Prima del rapper Napoletano il palco dell’Ariston ha sempre ospitato artisti targati Na (e questa espressione viene proprio da una canzone Sanremese) e spesso si è sentito anche il nostro splendido dialetto. Abbiamo deciso di presentarvi alcune delle esibizioni più significative per raccontare la storia del rapporto fra la nostra città e il festival più amato/odiato d’Italia.

Iniziamo con un pezzo del 1989, quando Maradona, Careca e compagni spingevano il Napoli alla vittoria della Coppa Uefa e sul palco della città dei Fiori si presentava Marisa Laurito, l’attrice e Show Girl che aveva esordito con De Filippo e che pian piano si era trasformata in un’icona della Napoletanità più classica.

Marisa si presenta con un pezzo che sarebbe troppo limitante definire stile Arbore: Il Babà è una cosa seria, scritto da Salvatore Palomba, autore di canzoni storiche come Carmela resa celebre da Sergio Bruni, e Eduardo Alfieri, musicista autore delle colonne sonore dei film di Alfonso Brescia e di grandi successi di Mario Merola.

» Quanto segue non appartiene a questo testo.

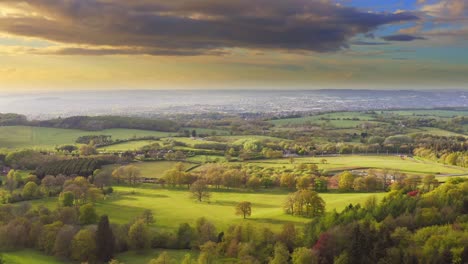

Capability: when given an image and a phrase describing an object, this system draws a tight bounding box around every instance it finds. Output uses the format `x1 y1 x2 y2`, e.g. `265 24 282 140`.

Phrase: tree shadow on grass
209 200 278 208
248 217 303 225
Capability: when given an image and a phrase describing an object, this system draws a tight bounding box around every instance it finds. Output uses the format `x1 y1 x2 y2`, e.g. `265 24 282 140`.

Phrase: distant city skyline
0 0 468 92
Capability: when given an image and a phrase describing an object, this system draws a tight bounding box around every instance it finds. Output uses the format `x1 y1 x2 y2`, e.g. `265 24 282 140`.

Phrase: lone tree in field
236 201 252 219
190 179 211 202
96 215 115 262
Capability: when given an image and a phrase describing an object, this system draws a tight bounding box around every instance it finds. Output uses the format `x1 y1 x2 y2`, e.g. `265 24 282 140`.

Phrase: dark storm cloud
0 0 418 55
382 34 426 41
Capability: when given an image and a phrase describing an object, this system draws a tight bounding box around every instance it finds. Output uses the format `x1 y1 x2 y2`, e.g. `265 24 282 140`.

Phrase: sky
0 0 468 91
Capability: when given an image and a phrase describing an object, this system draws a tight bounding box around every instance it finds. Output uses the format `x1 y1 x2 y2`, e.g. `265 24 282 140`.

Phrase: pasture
0 249 64 264
245 155 468 174
98 140 159 152
269 112 376 128
384 110 468 118
103 161 197 178
0 126 171 149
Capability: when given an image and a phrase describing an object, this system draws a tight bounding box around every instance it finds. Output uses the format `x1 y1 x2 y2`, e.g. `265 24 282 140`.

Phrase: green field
2 249 64 264
32 186 385 230
0 126 171 149
270 112 376 128
410 127 467 137
103 161 197 178
99 140 159 152
384 110 468 118
115 249 199 264
180 127 230 136
245 155 468 174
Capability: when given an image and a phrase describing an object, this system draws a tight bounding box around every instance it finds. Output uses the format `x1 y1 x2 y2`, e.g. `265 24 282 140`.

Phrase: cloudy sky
0 0 468 91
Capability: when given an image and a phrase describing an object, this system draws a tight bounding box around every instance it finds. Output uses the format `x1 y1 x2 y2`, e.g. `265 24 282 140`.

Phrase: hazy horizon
0 0 468 91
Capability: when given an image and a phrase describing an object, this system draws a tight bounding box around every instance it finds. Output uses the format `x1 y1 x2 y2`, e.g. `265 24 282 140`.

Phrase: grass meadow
243 155 468 174
25 185 385 230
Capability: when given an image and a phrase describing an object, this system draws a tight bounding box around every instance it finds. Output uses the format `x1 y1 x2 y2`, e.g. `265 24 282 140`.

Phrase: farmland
24 186 385 230
0 126 171 149
104 161 196 178
241 155 468 174
0 108 468 264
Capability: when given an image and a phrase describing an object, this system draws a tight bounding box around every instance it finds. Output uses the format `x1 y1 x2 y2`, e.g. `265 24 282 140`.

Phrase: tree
422 174 439 192
270 242 289 264
128 219 150 250
177 223 195 249
236 201 252 219
149 251 176 264
80 143 97 156
79 203 97 225
38 221 63 254
280 173 296 190
93 169 112 189
71 229 96 262
5 170 21 193
54 225 77 258
198 241 218 264
296 176 311 190
180 254 195 264
195 217 216 245
284 190 325 217
59 192 75 207
96 215 115 262
22 182 39 199
141 209 154 225
338 171 354 191
190 179 211 202
112 165 141 185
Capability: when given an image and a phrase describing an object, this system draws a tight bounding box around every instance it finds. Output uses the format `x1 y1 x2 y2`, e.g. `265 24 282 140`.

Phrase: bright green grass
104 161 196 178
2 249 65 264
384 110 468 118
173 137 223 147
24 186 385 230
270 112 372 128
220 135 290 145
116 249 199 264
411 127 467 137
436 174 468 182
187 155 226 163
181 127 229 136
245 155 468 174
0 126 174 149
99 140 159 152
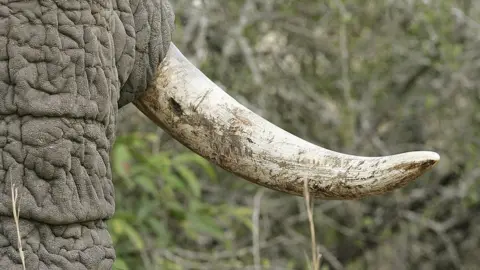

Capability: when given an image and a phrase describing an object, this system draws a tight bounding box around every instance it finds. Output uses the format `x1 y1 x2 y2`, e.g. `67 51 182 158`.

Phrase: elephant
0 0 440 269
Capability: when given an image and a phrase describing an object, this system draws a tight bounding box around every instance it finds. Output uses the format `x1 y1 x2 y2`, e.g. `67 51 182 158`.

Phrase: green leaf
110 219 144 250
175 164 202 198
112 258 129 270
172 153 217 181
184 213 225 240
147 218 170 247
134 175 158 195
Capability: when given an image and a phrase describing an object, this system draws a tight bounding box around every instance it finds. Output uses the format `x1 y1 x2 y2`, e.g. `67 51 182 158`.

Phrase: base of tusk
134 44 440 199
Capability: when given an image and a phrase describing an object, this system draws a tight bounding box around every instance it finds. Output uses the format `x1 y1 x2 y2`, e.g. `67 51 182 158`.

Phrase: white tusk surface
135 44 440 199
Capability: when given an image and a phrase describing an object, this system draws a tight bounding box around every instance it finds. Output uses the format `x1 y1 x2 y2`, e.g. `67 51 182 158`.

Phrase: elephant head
0 0 439 269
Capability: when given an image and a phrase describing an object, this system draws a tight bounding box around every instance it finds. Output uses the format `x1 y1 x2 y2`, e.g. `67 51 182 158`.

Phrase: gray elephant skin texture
0 0 174 269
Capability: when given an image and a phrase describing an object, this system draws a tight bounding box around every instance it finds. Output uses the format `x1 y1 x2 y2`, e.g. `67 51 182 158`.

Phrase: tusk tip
402 151 440 169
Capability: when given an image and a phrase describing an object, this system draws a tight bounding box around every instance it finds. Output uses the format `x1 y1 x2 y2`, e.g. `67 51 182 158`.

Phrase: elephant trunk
134 44 439 199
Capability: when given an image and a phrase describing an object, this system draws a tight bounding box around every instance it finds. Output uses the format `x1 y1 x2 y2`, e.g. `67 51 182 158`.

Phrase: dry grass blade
303 181 322 270
12 184 26 270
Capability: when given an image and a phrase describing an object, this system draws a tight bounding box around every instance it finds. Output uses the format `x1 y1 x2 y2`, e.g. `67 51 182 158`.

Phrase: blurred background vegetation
109 0 480 270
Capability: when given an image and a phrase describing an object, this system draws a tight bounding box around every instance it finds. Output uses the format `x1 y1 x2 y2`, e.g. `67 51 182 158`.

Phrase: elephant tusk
134 43 440 199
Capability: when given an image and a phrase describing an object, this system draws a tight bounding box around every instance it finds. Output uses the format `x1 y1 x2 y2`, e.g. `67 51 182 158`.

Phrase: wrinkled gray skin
0 0 173 269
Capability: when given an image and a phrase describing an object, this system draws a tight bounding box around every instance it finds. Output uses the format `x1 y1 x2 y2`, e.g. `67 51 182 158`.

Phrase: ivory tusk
134 43 440 199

La scelta della Laurito è tanto coraggiosa quanto autoironica, strizza infatti l’occhio a tutti i cliché possibili e immaginabili, dal testo all’abito, dalle musiche all’atteggiamento Marisa, tanto che Beppe Grillo nel suo monologo le dedicherà una battuta: a mangiare la pummarola è rimasta solo lei, i Napoletani sono gente normalissima.

Sul palco quell’anno c’erano anche Carosone, Eduardo De Crescendo, Tullio De Piscopo e Peppino Di Capri a rappresentare la nostra città e l’inno agli stereotipi culinari partenopei si piazzò dodicesima, ma seconda in una immaginaria classifica fra i nostri concittadini, perchè solo Di Capri riuscì a piazzarsi, di poco, più in alto di lei, arrivò infatti undicesimo.

Adesso non resta che goderci la splendida performance della nostra Marisa!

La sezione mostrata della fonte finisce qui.